ClaudiaNaughton · 28/04/2026 21:11

Not sure what to do.

OP posts:
allflownthenest · 28/04/2026 21:47

6 months and I can't even contemplate taking mine off. I'm having a bad day.

Indianajet · 28/04/2026 21:49

I have never considered taking my rings off - I was widowed four years ago, aged 67. I will always be his wife, I have no interest in looking for another relationship.

Sminty2 · 28/04/2026 21:50

MayaLui · 28/04/2026 21:24

I didn't actually do this for fear of judgement but I wanted to remove it immediately and that feeling didn't change. I didn't feel married any more once he was gone. To me marriage was a partnership requiring daily commitment from both of us, it was an active state that couldn't continue once he was deceased.
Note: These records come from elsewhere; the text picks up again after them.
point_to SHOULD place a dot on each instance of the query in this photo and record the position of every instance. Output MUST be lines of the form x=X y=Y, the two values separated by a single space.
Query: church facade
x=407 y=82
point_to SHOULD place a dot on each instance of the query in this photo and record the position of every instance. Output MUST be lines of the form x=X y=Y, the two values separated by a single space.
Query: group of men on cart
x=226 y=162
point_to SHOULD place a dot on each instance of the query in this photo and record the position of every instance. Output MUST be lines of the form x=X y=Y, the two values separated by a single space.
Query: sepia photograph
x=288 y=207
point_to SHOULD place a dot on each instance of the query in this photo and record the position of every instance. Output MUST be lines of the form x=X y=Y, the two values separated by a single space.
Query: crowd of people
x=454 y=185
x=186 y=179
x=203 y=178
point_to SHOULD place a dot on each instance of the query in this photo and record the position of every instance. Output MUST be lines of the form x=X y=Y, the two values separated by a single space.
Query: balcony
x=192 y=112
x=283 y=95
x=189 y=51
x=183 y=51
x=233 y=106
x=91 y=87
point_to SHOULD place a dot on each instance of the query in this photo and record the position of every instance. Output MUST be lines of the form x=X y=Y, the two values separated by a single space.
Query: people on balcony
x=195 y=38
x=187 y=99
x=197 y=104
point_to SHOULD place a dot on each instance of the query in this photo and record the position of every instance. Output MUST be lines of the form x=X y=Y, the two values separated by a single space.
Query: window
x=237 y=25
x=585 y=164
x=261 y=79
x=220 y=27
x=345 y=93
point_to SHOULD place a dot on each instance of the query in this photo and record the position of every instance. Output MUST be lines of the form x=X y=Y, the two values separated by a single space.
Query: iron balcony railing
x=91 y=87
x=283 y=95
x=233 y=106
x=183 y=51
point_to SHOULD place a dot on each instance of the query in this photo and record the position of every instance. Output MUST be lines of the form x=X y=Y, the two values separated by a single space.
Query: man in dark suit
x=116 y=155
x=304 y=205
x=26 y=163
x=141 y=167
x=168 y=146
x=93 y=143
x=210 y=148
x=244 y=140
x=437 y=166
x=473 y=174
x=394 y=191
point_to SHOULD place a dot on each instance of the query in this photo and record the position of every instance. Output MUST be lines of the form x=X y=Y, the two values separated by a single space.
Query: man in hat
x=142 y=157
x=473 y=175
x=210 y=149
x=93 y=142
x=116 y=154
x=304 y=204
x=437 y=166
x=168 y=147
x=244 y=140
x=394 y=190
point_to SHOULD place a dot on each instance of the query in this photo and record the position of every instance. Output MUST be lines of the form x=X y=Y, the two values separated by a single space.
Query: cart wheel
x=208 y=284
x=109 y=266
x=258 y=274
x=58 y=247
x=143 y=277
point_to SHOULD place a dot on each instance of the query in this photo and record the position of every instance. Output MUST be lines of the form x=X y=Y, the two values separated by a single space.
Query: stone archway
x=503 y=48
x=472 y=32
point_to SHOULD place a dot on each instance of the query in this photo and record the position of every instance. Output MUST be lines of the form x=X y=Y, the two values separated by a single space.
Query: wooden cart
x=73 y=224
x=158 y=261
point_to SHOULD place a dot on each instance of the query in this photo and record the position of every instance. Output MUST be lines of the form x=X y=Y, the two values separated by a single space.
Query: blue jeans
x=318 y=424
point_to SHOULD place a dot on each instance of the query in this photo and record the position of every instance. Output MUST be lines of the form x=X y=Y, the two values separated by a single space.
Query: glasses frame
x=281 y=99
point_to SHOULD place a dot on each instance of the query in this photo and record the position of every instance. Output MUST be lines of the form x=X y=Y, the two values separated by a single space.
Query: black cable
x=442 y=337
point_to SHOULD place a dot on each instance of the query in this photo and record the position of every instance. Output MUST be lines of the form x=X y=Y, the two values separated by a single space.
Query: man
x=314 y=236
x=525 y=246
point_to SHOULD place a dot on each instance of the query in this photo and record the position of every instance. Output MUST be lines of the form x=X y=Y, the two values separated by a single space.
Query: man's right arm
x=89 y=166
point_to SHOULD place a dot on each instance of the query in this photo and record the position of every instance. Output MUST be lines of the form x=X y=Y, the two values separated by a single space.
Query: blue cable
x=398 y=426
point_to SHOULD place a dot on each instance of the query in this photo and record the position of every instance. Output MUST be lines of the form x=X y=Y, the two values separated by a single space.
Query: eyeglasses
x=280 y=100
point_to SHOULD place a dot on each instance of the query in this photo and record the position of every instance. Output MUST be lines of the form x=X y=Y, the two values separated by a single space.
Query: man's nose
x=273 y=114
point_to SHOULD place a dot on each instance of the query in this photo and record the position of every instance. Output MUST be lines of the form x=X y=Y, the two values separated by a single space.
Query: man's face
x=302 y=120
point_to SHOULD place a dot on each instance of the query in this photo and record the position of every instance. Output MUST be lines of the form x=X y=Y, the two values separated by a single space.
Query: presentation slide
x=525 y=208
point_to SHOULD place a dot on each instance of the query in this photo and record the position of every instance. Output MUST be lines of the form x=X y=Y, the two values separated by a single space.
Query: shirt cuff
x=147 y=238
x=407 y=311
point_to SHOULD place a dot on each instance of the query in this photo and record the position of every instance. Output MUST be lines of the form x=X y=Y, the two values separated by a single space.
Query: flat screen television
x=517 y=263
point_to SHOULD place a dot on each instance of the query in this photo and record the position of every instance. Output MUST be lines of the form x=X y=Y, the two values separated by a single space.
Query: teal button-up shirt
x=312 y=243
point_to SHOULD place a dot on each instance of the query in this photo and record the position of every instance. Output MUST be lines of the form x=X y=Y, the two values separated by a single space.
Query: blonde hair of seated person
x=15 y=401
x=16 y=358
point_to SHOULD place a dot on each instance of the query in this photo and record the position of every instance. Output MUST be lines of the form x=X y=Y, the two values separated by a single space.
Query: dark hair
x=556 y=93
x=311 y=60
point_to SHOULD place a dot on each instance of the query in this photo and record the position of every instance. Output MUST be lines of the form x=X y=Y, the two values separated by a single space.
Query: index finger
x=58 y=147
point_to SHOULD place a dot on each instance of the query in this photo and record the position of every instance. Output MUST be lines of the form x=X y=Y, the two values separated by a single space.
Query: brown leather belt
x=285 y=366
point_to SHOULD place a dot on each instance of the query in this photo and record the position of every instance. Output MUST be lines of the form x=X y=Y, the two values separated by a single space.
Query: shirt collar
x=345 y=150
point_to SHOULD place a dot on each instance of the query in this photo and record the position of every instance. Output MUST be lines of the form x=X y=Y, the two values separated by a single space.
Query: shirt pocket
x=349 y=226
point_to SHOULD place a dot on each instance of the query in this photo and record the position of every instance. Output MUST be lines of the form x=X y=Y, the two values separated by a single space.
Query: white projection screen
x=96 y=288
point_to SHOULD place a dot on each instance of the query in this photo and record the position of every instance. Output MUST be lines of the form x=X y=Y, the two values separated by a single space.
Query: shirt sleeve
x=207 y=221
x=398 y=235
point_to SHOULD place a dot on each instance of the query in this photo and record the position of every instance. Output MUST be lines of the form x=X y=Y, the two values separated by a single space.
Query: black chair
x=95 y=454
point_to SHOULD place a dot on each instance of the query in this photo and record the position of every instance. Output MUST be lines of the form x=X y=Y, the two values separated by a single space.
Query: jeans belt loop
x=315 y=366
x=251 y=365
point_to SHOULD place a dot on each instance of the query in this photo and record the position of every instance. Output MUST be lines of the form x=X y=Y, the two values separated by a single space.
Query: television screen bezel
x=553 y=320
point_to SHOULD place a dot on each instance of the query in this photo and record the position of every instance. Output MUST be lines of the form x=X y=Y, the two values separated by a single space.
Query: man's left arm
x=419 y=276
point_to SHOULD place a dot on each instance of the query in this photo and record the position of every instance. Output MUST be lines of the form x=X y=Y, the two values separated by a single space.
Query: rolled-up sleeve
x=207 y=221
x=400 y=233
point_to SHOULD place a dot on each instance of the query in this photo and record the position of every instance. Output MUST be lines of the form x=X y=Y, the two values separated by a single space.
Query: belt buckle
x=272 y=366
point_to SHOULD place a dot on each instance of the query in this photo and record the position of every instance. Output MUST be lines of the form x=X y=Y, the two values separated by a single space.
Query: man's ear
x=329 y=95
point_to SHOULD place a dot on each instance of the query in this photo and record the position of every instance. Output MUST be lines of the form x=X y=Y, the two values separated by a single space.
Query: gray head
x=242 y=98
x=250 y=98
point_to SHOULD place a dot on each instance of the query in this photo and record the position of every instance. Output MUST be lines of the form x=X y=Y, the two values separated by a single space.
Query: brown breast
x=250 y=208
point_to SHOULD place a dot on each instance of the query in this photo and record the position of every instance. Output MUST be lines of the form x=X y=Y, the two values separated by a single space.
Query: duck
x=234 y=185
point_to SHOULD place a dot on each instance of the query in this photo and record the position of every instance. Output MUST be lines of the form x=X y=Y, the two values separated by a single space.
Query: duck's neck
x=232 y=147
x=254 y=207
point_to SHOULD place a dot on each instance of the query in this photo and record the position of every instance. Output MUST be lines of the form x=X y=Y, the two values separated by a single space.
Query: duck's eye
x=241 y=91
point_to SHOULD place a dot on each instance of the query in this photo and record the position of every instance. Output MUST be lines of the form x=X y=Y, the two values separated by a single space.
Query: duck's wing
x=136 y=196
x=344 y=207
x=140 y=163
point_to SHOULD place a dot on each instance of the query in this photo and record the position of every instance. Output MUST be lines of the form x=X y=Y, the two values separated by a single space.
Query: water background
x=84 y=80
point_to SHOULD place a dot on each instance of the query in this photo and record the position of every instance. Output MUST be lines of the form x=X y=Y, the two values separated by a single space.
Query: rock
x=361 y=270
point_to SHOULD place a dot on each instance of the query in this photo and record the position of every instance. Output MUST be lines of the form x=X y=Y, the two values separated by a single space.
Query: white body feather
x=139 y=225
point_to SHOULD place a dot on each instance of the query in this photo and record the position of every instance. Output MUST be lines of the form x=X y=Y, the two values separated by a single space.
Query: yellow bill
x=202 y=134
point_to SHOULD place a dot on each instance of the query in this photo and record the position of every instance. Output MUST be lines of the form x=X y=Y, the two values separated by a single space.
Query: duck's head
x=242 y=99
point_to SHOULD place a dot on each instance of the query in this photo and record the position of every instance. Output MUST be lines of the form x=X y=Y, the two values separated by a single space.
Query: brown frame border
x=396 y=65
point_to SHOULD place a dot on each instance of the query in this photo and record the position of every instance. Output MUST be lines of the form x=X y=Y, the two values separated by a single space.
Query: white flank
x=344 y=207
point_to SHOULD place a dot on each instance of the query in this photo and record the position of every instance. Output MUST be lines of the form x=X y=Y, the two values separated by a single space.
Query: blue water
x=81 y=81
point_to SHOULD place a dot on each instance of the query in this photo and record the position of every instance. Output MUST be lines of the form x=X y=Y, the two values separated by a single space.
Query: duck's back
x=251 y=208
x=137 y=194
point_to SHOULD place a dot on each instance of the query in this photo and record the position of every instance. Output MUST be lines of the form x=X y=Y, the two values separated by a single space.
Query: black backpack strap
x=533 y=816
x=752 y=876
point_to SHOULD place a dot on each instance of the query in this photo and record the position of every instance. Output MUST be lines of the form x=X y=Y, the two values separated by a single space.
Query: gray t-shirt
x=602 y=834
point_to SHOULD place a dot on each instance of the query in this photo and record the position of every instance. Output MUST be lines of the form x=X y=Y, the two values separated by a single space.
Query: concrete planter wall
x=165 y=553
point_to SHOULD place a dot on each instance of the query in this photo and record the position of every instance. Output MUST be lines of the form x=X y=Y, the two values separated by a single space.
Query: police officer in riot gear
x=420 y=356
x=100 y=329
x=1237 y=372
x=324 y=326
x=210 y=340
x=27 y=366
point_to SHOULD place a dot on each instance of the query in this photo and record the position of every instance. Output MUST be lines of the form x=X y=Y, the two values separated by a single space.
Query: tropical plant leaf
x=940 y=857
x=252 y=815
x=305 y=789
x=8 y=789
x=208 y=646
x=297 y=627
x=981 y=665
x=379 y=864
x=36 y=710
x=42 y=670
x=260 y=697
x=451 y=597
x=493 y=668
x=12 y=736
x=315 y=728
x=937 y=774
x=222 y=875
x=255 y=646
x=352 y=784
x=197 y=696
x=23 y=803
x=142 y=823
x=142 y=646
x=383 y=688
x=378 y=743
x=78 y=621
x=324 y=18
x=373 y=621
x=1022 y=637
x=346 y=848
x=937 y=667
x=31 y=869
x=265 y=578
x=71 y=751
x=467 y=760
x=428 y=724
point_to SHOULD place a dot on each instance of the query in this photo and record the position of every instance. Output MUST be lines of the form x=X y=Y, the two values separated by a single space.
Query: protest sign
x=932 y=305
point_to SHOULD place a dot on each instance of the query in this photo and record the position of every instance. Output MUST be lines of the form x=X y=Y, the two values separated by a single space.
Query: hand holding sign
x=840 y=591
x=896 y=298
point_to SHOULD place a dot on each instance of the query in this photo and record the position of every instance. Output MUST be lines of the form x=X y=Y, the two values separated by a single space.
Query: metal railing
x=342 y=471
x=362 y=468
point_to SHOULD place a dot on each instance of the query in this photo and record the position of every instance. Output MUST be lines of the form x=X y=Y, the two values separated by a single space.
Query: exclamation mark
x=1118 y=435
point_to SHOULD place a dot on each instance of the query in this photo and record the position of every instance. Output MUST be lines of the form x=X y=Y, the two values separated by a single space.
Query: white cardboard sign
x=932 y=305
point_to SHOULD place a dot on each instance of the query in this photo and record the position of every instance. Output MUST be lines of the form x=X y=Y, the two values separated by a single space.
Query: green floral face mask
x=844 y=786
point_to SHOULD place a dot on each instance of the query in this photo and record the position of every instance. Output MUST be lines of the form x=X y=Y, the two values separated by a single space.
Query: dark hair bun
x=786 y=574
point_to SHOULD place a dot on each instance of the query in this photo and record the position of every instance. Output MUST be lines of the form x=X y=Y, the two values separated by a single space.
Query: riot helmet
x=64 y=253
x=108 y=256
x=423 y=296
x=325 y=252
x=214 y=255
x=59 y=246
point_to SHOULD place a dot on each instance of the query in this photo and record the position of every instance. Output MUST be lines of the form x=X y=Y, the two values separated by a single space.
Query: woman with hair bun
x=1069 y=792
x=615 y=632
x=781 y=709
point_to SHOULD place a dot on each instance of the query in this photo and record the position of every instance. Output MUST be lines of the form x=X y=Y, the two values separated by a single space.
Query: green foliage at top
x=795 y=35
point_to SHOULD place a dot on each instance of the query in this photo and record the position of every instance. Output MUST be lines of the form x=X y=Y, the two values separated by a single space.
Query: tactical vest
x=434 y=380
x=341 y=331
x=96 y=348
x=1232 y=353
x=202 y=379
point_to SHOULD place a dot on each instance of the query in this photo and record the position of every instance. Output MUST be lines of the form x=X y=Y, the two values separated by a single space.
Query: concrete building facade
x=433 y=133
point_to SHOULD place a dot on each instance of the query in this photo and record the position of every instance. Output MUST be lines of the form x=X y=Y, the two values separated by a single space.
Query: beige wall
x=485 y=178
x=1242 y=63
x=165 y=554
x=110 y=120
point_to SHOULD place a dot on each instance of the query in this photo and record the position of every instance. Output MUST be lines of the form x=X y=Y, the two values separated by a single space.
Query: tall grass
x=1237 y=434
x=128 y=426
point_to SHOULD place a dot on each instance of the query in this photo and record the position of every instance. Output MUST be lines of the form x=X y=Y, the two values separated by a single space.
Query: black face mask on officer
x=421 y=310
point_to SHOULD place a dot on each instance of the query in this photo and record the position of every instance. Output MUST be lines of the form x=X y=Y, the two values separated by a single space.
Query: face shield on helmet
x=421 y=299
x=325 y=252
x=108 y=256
I actually removed it after about a year when I felt it wouldn't be remarked upon (although I suspect people still judged out of earshot) and now wear the ring on a chain.

Maybe don't comment until it has actually happened to you, you cannot possibly know how you will feel.

I didn’t either, for the same reasons.

Then after about 18 months, I didn’t put it back on after making bread (I always took it off for baking).

Like you, I don’t feel married anymore but I don’t feel single either. I’m in limbo and that’s ok. Maybe one day it’ll go back on or it won’t.

Whatever works for each of us is what matters. No one else has the right to pass judgment.

BeMellowAquaSquid · 28/04/2026 21:51

My Nan lost her DH when she was 40 she died at 100 that ring didn’t come off once but it’s completely personal choice and should be respected as just that.

Kdubs1981 · 28/04/2026 21:52

I think only you can know what you want and whatever you want to do is ok. Keep it on forever or take it off now, it’s whatever feels right. If you’re not sure then you probably just need more time to figure it out

EnjoythemoneyJane · 28/04/2026 21:53

I’m not sure anyone can give you an answer to this, OP. It’s an intensely personal decision, and whether you remove your ring, wear it forever, or anything in between is entirely down to what feels right for you. It’s nobody else’s business.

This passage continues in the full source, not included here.